モルトアレグロは前走で、出世レースとして知られる紅梅Sを快勝。勢いそのままに重賞初制覇を狙う。

上位人気は確実だが、まだ未知の部分が多く、全幅の信頼を置けるかは微妙なところ。その不安材料について分析する。


不安① 速い上がりへの対応力

ここまで5戦3勝、2着1回、さらに阪神ジュベナイルフィリーズでも5着と安定した成績を残しているが、上がり速い勝負への対応力は未知数だ。

初戦はダート、2戦目は洋芝の札幌、3戦目は不良馬場と、時計のかかる馬場で良績を挙げてきた。一転して瞬発力勝負となった阪神ジュベナイルフィリーズでは、自身最速の上がり3F34.1秒をマークしたが、勝ったラッキーライラックからは0.7秒差をつけられての5着と、決め手で見劣った。

勝った前走にしても、レースの上がり3Fは35.1秒で、自身の上がり3Fが34.7秒。京都芝外回りとしては平凡だった。桜花賞を目指す重賞級のメンバーと再び対戦し、瞬発力が求められる展開になったときに持ち味を発揮できるか。

不安② 3戦連続の長距離輸送

阪神ジュベナイルフィリーズ、紅梅Sに続いて、3戦連続の関西圏での競馬となる。それでも2戦連続で馬体重が増えているタフな馬だが、繊細な3歳牝馬だけに、ガレたり、カイ食いが細くなったり、テンションが上がったりする不安はある。

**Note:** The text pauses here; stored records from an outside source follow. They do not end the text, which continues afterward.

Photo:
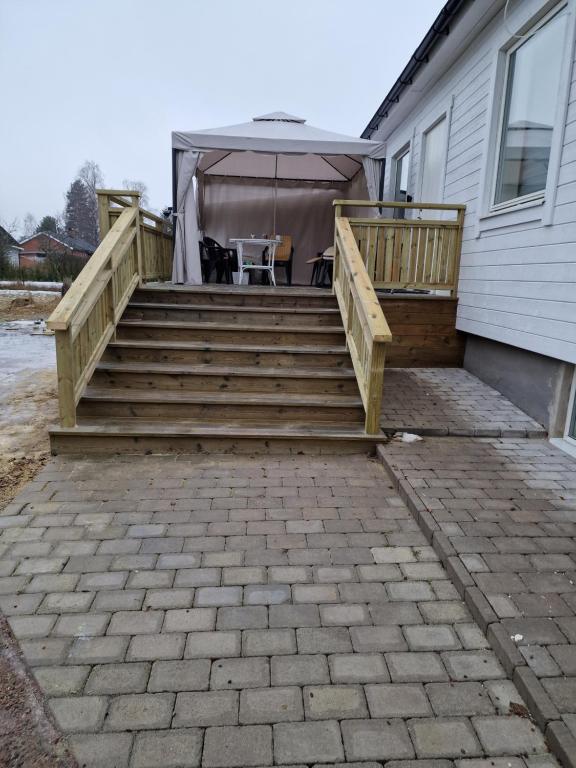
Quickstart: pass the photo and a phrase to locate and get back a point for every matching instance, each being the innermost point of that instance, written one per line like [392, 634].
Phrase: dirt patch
[16, 472]
[29, 737]
[28, 406]
[27, 305]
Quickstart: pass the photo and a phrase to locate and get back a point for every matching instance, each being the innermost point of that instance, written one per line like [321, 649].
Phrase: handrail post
[65, 368]
[335, 266]
[457, 253]
[138, 224]
[103, 215]
[375, 389]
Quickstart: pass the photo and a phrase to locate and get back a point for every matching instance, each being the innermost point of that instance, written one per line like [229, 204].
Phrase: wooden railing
[367, 331]
[86, 318]
[410, 252]
[155, 235]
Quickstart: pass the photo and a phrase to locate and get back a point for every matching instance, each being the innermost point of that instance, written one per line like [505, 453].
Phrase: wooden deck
[156, 367]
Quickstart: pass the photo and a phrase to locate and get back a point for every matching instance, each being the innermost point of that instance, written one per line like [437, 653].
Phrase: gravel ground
[27, 393]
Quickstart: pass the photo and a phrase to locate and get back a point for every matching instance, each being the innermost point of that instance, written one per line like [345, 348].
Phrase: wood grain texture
[424, 332]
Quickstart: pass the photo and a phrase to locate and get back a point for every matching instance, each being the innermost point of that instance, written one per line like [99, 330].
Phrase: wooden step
[231, 333]
[221, 378]
[261, 316]
[200, 353]
[222, 407]
[139, 436]
[246, 296]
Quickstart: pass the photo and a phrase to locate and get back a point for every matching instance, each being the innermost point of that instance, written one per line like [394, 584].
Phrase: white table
[261, 242]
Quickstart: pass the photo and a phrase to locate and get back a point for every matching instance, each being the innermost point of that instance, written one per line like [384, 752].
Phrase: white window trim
[539, 206]
[404, 148]
[566, 442]
[445, 113]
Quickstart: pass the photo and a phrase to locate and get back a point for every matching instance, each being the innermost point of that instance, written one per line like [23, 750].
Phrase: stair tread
[228, 398]
[208, 369]
[222, 347]
[231, 326]
[254, 290]
[232, 308]
[194, 428]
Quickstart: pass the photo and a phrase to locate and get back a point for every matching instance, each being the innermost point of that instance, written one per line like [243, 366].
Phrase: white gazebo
[274, 174]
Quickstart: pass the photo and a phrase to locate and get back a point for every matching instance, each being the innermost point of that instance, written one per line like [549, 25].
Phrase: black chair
[213, 255]
[284, 257]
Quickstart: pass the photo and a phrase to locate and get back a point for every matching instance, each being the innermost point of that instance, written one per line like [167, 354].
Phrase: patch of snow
[40, 285]
[24, 347]
[21, 293]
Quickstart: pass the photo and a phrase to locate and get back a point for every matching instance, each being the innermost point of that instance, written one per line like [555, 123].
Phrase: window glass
[572, 422]
[531, 98]
[433, 146]
[401, 186]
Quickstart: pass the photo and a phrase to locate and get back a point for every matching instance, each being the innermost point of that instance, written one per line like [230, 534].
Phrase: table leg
[240, 262]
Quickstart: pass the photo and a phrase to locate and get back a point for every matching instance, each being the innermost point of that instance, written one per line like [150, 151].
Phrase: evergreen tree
[91, 176]
[48, 224]
[80, 214]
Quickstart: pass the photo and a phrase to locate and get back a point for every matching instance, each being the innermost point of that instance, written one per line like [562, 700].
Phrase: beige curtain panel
[273, 173]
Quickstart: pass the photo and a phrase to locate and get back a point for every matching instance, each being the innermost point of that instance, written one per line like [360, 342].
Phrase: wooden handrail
[367, 331]
[409, 253]
[129, 253]
[398, 204]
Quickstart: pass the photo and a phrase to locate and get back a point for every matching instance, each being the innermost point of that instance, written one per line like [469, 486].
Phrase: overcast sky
[108, 80]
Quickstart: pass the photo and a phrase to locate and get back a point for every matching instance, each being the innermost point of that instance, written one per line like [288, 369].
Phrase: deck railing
[367, 331]
[155, 235]
[129, 253]
[419, 253]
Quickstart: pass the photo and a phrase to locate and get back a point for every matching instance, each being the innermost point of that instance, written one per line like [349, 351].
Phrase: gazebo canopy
[275, 146]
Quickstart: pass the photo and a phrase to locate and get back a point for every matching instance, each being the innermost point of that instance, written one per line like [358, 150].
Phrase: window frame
[443, 114]
[406, 149]
[536, 207]
[515, 202]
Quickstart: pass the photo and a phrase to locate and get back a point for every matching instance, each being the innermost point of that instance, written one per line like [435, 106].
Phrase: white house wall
[518, 278]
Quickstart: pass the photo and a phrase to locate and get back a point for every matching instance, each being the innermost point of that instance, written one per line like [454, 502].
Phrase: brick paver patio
[502, 516]
[450, 401]
[230, 611]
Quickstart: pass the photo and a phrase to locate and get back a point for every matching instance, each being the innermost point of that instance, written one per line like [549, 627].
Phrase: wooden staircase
[220, 368]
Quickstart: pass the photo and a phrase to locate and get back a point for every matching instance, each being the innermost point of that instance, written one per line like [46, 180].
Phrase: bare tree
[138, 186]
[29, 226]
[91, 176]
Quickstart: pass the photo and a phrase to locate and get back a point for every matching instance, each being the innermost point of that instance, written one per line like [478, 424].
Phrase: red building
[38, 247]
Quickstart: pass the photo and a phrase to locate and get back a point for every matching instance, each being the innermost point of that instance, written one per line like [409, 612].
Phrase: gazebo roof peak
[280, 117]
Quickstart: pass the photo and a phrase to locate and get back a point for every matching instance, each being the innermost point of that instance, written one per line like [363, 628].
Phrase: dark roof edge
[439, 30]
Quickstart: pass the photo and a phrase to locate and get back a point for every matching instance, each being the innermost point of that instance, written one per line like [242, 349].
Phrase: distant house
[9, 248]
[38, 247]
[485, 114]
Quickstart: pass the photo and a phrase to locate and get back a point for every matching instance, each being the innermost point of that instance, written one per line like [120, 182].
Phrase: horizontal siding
[517, 282]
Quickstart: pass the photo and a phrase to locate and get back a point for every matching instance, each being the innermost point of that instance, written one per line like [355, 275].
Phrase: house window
[402, 167]
[529, 111]
[401, 178]
[434, 151]
[571, 423]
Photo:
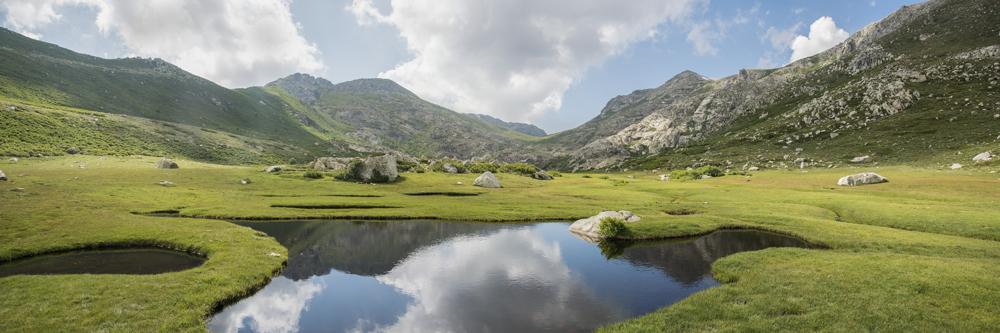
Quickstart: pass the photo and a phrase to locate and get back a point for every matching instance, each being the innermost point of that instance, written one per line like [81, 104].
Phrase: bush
[611, 227]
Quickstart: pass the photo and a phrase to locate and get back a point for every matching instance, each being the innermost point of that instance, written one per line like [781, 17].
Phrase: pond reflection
[423, 276]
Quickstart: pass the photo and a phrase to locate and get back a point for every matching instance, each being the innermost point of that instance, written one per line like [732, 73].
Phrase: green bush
[611, 227]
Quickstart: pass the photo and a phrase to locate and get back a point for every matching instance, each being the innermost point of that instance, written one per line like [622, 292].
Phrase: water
[122, 261]
[426, 276]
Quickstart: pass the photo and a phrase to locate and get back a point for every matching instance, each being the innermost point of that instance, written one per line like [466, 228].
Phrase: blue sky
[553, 63]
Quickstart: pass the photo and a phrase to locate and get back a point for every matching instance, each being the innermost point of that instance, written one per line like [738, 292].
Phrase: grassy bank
[916, 254]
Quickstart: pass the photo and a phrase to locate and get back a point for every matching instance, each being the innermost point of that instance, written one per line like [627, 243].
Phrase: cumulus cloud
[235, 43]
[512, 59]
[823, 34]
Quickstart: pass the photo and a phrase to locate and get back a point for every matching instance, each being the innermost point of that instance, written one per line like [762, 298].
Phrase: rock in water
[590, 226]
[166, 164]
[487, 180]
[377, 169]
[862, 179]
[541, 175]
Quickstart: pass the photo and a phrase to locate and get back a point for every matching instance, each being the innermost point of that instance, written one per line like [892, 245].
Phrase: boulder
[982, 158]
[487, 180]
[541, 175]
[862, 159]
[273, 168]
[166, 164]
[592, 225]
[330, 163]
[862, 179]
[377, 169]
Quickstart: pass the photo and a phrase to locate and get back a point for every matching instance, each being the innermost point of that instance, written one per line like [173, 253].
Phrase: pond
[111, 261]
[424, 276]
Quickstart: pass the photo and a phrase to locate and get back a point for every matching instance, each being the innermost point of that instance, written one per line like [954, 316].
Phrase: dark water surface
[123, 261]
[423, 276]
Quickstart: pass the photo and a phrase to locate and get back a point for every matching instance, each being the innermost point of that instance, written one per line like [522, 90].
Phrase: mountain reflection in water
[424, 276]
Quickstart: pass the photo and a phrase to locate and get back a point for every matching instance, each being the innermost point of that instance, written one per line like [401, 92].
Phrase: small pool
[432, 276]
[117, 261]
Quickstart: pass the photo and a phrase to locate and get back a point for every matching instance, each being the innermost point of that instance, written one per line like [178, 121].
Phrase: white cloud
[276, 308]
[235, 43]
[512, 59]
[823, 34]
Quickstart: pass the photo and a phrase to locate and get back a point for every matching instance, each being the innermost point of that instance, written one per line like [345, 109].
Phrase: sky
[552, 63]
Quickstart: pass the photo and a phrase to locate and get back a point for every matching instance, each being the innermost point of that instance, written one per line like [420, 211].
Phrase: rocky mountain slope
[528, 129]
[923, 75]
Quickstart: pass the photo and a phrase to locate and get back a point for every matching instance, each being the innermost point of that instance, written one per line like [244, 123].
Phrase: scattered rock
[862, 179]
[542, 175]
[487, 180]
[166, 164]
[590, 226]
[274, 168]
[984, 157]
[378, 169]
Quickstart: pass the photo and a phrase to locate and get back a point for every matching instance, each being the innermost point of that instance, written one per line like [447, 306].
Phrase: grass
[918, 253]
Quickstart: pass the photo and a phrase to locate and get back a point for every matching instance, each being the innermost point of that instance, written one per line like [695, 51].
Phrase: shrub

しかも、この後には桜花賞が控えており、再び中3週で阪神への長距離輸送をすることになる(栗東に滞在するという選択肢もあるが)可能性が高い。例年であれば春のクラシックに出走できるだけの獲得賞金を既に持っているだけに、ここはある程度、余裕を残した仕上げで臨む可能性は十分に考えられる。

ここまでは無事に輸送をクリアしているとはいえ、当日の馬体重と、パドックや返し馬での気配はしっかりとチェックしておきたい。

不安③ 田辺騎手の関西成績

コンビを組む田辺裕信騎手はリーディングの常連で、今年も現在、全国リーディング3位と好調だ。ただ、関西圏の主場(京都・阪神)における芝重賞の騎乗成績は【1・0・3・35】。関東圏でのレースに比べると、関西圏ではやや信頼度が下がる感は否めない。

まとめ

昨年のNHKマイルCで波乱を起こしたリエノテソーロと同じく、武井厩舎に所属する、スパイツタウン産駒の外国産馬。チューリップ賞でも上位を独占した阪神JFの上位馬と再び相まみえるためにも、ここは結果が求められる。